CanDO was one of the first application building tools capable of creating programs for the Amiga that was totally independent (compiled or full binary). It is based on a visual interface, after the modern "visual programming" approach to programming which became famous with Visual C++ and Visual Basic from Microsoft. Although CanDO has nothing in common with Visual C and Visual Basic, it is a mouse-driven program with an icon approach, and its internal programming is like an interactive flow chart of functions, just like the VISUAL programming tools. Eddie Churchill, one of the primary developers of CanDO, went on to help develop Borland's object-oriented Pascal IDE, Delphi.

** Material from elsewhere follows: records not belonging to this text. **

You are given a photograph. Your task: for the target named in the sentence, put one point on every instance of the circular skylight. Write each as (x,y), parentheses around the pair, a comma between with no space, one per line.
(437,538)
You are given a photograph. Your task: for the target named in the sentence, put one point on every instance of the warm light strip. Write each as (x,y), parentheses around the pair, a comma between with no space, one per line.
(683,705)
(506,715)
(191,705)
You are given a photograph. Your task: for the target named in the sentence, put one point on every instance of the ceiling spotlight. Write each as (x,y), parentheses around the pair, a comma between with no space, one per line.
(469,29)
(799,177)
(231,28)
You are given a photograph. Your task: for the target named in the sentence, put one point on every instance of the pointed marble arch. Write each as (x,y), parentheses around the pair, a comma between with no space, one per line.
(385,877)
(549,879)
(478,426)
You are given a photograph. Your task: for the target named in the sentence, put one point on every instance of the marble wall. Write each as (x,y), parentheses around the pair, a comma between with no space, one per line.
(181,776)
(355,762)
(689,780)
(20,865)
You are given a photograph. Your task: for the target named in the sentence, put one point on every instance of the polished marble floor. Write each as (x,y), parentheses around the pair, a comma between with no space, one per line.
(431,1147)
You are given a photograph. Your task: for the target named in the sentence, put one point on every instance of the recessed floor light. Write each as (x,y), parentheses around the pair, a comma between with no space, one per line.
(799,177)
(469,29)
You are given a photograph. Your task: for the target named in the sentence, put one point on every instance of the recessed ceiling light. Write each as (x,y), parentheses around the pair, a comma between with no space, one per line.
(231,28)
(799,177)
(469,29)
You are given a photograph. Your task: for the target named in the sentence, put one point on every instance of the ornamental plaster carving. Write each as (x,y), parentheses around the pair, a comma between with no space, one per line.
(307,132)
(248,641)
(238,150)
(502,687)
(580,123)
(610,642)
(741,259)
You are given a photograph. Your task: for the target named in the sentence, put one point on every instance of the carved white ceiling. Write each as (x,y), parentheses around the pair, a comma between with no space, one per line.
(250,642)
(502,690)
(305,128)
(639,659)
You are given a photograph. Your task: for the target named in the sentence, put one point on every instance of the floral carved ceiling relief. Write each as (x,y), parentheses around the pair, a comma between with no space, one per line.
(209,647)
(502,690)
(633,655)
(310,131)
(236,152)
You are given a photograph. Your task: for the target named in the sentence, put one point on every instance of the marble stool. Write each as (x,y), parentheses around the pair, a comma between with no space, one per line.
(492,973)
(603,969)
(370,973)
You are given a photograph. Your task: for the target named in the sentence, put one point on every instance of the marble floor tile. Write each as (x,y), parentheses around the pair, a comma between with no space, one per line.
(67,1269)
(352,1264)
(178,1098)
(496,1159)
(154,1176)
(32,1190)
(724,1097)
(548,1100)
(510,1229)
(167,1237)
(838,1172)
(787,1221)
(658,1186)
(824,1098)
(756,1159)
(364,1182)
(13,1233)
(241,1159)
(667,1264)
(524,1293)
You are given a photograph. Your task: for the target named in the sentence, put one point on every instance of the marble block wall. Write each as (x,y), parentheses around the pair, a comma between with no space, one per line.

Amiga Vision is like CanDO for the Amiga. It is a VISUAL "application building" tool made by Commodore for the launch of Amiga 3000, and it was released for free to all those who bought an Amiga 3000.

The Vision is more than a language aimed at multimedia, all icon driven, and the flow chart of the functions was realized graphically, on a page in which the user could arrange visually icons with each representing a program function. Vision saved files (projects) could not be used as pure binaries. From this point of view, the Amiga Vision "application building" tool was an interpreted language.

The AmigaBasic created by Microsoft, CanDO, and then Amiga Vision inspired Microsoft itself to an approach to Visual programming with their line of Visual programming languages, such as Visual Basic and others.